Jonah looked angry. “Hey, listen, man, nobody’s keeping her here. She’s been grooving with all of us and she likes it. Go ask her. Christ, don’t bug me!”
The two cops were walking up to the front door.
Rudy got up and went to answer the doorbell.
They smiled at him when they saw his uniform.
“May I help you?” Rudy asked them.
The first cop said, “Do you live here?”
“Yes,” said Rudy. “My name is Rudolph Boekel. May I help you?”
“We’d like to come inside and talk to you.”
“Do you have a search warrant?”
“We don’t want to search, we only want to talk to you. Are you in the army?”
“Just discharged. I came home to see my family.”
“Can we come in?”
“No, sir.”
The second cop looked troubled, “Is this the place they call ‘The Hill’?”
“Who?” Rudy asked, looking perplexed.
“Well, the neighbors said this was ‘The Hill’ and there were some pretty wild parties going on here. “
“Do you hear any partying?”
The cops looked at each other. Rudy added, “It’s always very quiet here. My mother is dying of cancer of the stomach.”

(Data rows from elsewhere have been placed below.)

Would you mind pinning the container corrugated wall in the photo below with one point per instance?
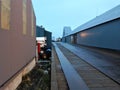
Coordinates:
(17, 36)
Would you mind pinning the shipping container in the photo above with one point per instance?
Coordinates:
(17, 37)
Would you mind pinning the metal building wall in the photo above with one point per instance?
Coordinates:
(68, 39)
(106, 35)
(40, 32)
(48, 35)
(17, 49)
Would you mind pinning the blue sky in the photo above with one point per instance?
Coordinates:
(53, 15)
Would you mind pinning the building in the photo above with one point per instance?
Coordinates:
(17, 41)
(102, 31)
(46, 36)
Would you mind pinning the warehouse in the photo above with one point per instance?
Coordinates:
(102, 31)
(17, 41)
(42, 33)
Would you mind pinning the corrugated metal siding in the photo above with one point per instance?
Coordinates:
(104, 36)
(49, 38)
(40, 32)
(107, 16)
(16, 49)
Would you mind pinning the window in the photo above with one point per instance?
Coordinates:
(5, 14)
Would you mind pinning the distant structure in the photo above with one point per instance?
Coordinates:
(43, 36)
(101, 32)
(66, 31)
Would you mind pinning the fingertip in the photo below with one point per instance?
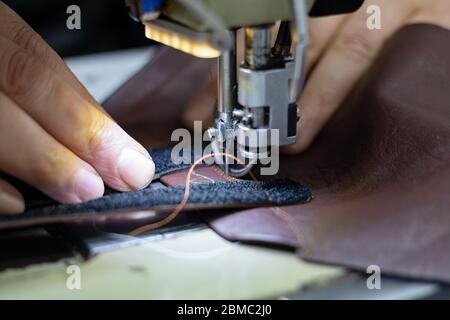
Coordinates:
(136, 169)
(89, 185)
(11, 201)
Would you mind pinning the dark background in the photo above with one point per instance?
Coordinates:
(105, 25)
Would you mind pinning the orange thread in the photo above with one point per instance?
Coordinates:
(184, 201)
(277, 210)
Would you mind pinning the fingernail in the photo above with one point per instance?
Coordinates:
(135, 169)
(11, 203)
(88, 185)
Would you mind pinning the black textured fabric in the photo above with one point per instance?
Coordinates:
(218, 194)
(163, 163)
(215, 195)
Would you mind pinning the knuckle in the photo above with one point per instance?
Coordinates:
(30, 41)
(99, 136)
(21, 72)
(50, 170)
(357, 45)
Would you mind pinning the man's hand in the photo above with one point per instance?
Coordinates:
(53, 134)
(341, 49)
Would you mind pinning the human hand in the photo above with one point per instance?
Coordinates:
(341, 49)
(53, 134)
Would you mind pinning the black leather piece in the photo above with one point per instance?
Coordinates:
(212, 195)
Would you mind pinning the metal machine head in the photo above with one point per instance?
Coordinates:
(256, 108)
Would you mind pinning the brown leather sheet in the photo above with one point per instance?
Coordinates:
(379, 172)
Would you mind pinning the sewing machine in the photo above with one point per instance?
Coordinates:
(257, 101)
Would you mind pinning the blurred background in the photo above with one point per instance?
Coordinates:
(105, 25)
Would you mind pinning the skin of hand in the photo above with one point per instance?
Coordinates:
(341, 49)
(53, 134)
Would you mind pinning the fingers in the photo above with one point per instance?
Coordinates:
(29, 153)
(321, 30)
(11, 201)
(347, 57)
(19, 32)
(438, 13)
(72, 120)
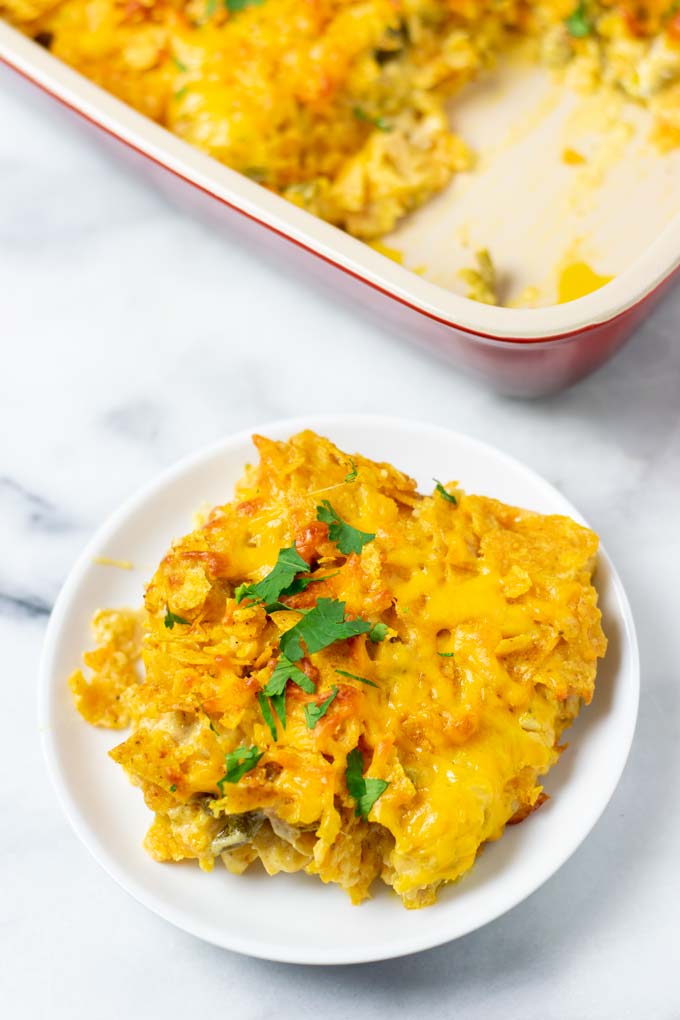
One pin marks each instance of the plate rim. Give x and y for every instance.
(260, 949)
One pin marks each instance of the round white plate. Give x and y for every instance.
(295, 918)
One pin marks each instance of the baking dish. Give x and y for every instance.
(519, 351)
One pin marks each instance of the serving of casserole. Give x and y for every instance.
(348, 677)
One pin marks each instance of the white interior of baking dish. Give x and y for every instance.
(619, 212)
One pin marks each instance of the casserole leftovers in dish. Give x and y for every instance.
(338, 105)
(347, 677)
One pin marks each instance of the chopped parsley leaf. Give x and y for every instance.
(353, 676)
(285, 670)
(295, 588)
(172, 618)
(278, 703)
(378, 632)
(238, 763)
(348, 539)
(267, 714)
(378, 122)
(289, 563)
(443, 494)
(352, 476)
(365, 792)
(314, 712)
(578, 23)
(319, 627)
(234, 6)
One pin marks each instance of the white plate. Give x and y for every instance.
(295, 918)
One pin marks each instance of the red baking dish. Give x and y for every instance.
(519, 351)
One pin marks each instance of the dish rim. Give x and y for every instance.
(123, 877)
(488, 324)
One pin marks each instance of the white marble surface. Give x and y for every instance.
(132, 335)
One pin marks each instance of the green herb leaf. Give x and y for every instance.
(321, 626)
(295, 588)
(443, 494)
(172, 618)
(238, 763)
(578, 23)
(365, 792)
(283, 671)
(352, 476)
(289, 563)
(378, 632)
(353, 676)
(314, 712)
(278, 704)
(378, 122)
(234, 6)
(267, 714)
(348, 539)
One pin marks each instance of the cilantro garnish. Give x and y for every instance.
(267, 714)
(578, 23)
(378, 122)
(353, 676)
(238, 763)
(348, 539)
(365, 792)
(286, 670)
(352, 476)
(320, 626)
(297, 585)
(233, 6)
(443, 494)
(314, 712)
(278, 703)
(378, 632)
(172, 618)
(268, 590)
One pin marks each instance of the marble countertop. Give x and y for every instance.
(133, 335)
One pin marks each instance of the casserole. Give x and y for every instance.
(253, 915)
(520, 351)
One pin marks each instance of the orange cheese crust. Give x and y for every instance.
(493, 635)
(340, 105)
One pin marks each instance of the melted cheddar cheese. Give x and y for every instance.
(340, 105)
(490, 643)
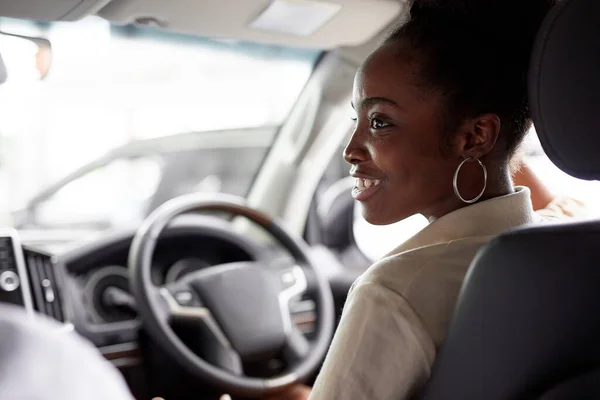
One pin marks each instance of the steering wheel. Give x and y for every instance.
(244, 306)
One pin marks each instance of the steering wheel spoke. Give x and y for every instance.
(183, 304)
(296, 348)
(293, 284)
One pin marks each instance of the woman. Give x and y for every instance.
(441, 108)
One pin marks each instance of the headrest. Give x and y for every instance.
(3, 73)
(564, 87)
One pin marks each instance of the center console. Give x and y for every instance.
(14, 280)
(30, 279)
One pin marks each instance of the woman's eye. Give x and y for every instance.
(377, 123)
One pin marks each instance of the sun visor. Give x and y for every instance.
(50, 10)
(325, 24)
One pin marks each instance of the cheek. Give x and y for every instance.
(415, 167)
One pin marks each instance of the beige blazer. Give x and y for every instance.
(398, 311)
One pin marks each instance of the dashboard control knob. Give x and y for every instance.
(9, 281)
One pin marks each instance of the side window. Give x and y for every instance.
(227, 169)
(114, 194)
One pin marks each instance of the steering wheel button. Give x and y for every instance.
(288, 278)
(184, 298)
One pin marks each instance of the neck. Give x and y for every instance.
(499, 184)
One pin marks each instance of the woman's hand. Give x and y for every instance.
(295, 392)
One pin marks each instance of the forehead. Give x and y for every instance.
(388, 72)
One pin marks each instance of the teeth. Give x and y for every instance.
(362, 184)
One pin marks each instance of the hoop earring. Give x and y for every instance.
(455, 182)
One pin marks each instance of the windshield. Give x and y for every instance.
(127, 118)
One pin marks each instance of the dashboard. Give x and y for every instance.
(87, 288)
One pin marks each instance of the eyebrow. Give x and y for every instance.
(371, 101)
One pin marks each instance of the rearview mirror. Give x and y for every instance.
(24, 57)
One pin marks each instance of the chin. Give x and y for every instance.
(379, 218)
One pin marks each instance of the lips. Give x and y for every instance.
(365, 188)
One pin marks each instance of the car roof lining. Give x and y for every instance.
(355, 24)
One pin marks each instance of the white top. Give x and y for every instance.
(398, 311)
(38, 361)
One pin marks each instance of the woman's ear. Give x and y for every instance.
(478, 136)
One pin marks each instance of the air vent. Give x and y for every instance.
(44, 284)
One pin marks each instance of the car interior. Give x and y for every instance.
(232, 279)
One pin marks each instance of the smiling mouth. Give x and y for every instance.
(364, 188)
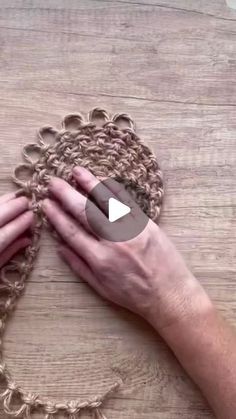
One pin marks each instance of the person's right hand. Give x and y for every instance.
(147, 275)
(15, 220)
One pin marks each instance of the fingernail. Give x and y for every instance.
(77, 170)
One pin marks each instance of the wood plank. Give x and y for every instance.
(171, 65)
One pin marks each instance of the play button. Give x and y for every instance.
(112, 213)
(116, 210)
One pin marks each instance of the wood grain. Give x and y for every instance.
(171, 65)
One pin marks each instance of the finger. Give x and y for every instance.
(88, 182)
(73, 234)
(11, 250)
(14, 229)
(11, 209)
(7, 197)
(74, 202)
(79, 266)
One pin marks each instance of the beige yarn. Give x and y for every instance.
(107, 151)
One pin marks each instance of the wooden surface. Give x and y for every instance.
(172, 66)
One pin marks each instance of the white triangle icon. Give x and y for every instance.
(116, 210)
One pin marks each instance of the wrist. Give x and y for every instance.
(181, 309)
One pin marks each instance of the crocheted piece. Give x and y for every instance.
(108, 149)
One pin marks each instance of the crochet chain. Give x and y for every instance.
(108, 148)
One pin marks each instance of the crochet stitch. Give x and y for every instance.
(107, 150)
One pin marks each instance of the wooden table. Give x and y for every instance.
(172, 66)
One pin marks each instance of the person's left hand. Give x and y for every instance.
(15, 220)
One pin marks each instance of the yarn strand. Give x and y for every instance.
(108, 149)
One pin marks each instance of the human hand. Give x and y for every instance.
(146, 274)
(15, 220)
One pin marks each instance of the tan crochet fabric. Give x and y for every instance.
(107, 151)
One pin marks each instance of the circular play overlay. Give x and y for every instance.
(112, 214)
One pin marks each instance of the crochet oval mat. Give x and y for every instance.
(108, 147)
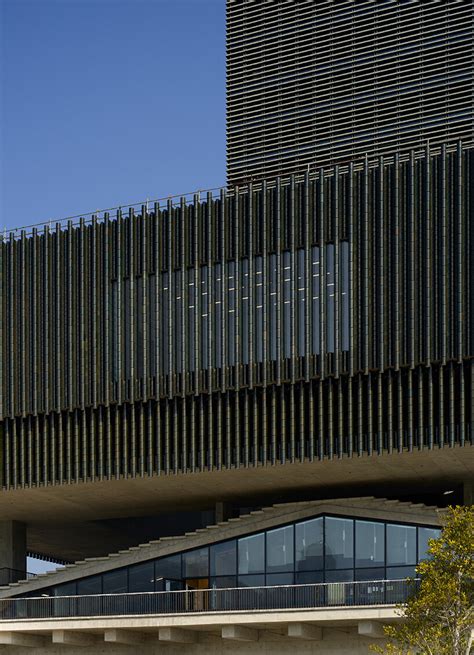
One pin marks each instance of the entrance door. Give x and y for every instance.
(198, 601)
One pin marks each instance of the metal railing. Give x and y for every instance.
(242, 599)
(7, 576)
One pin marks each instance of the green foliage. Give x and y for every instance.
(439, 617)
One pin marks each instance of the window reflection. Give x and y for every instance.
(309, 545)
(401, 544)
(424, 535)
(198, 318)
(312, 551)
(370, 544)
(223, 558)
(280, 550)
(251, 554)
(339, 543)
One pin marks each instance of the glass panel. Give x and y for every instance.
(68, 589)
(244, 311)
(424, 535)
(231, 306)
(309, 577)
(204, 328)
(345, 295)
(259, 337)
(224, 582)
(178, 320)
(287, 308)
(168, 567)
(174, 585)
(196, 563)
(218, 315)
(191, 320)
(164, 320)
(330, 297)
(339, 543)
(370, 574)
(89, 586)
(301, 292)
(401, 572)
(280, 550)
(115, 582)
(141, 577)
(339, 576)
(309, 545)
(280, 579)
(223, 558)
(401, 544)
(370, 544)
(315, 299)
(273, 314)
(251, 581)
(251, 554)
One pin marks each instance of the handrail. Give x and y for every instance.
(8, 575)
(237, 599)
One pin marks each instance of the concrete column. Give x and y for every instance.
(468, 493)
(223, 511)
(13, 547)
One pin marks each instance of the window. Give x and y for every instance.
(280, 550)
(141, 577)
(424, 535)
(309, 545)
(251, 554)
(401, 544)
(339, 543)
(339, 576)
(280, 579)
(370, 544)
(223, 558)
(115, 582)
(89, 586)
(196, 563)
(169, 567)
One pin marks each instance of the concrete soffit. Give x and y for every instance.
(364, 507)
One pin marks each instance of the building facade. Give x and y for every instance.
(315, 83)
(313, 318)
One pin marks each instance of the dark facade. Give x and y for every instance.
(313, 83)
(309, 318)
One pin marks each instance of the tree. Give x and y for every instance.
(439, 615)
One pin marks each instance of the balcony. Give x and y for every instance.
(246, 599)
(352, 613)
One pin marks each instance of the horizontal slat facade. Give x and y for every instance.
(313, 83)
(127, 351)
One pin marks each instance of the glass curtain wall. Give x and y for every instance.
(228, 299)
(321, 549)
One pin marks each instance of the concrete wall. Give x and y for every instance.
(336, 641)
(13, 545)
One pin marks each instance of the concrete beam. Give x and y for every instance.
(13, 546)
(371, 629)
(239, 633)
(304, 631)
(177, 635)
(22, 639)
(73, 638)
(129, 637)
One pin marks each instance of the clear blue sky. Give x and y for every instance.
(108, 102)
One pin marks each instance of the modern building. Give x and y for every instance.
(239, 413)
(315, 82)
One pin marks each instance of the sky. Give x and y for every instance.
(108, 102)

They let Rudy move in, because he was able to talk to people who came to the door from the outside. Aside from Rudy, who went out to get food, and the weekly trips to the unemployment line, no one left The Hill. It was usually very quiet.
Except sometimes there was a sound of growling in the back hall leading up to what had been a maid’s room; and the splashing from the basement, the sound of wet things on bricks.
It was a self-contained little universe, bordered on the north by acid and mescaline, on the south by pot and peyote, on the east by speed and redballs, on the west by downers and amphetamines. There were eleven people living in The Hill. Eleven, and Rudy.
He walked through the halls, and sometimes found Kris, who would not talk to him, save once, when she asked him if he’d ever been heavy behind
anything
except love. He didn’t know what to answer her, so he only said, “Please,” and she called him a square and walked off toward the stairway leading to the dormered attic.
Rudy had heard squeaking from the attic. It had sounded to him like the shrieking of mice being tom to pieces. There were cats in the house.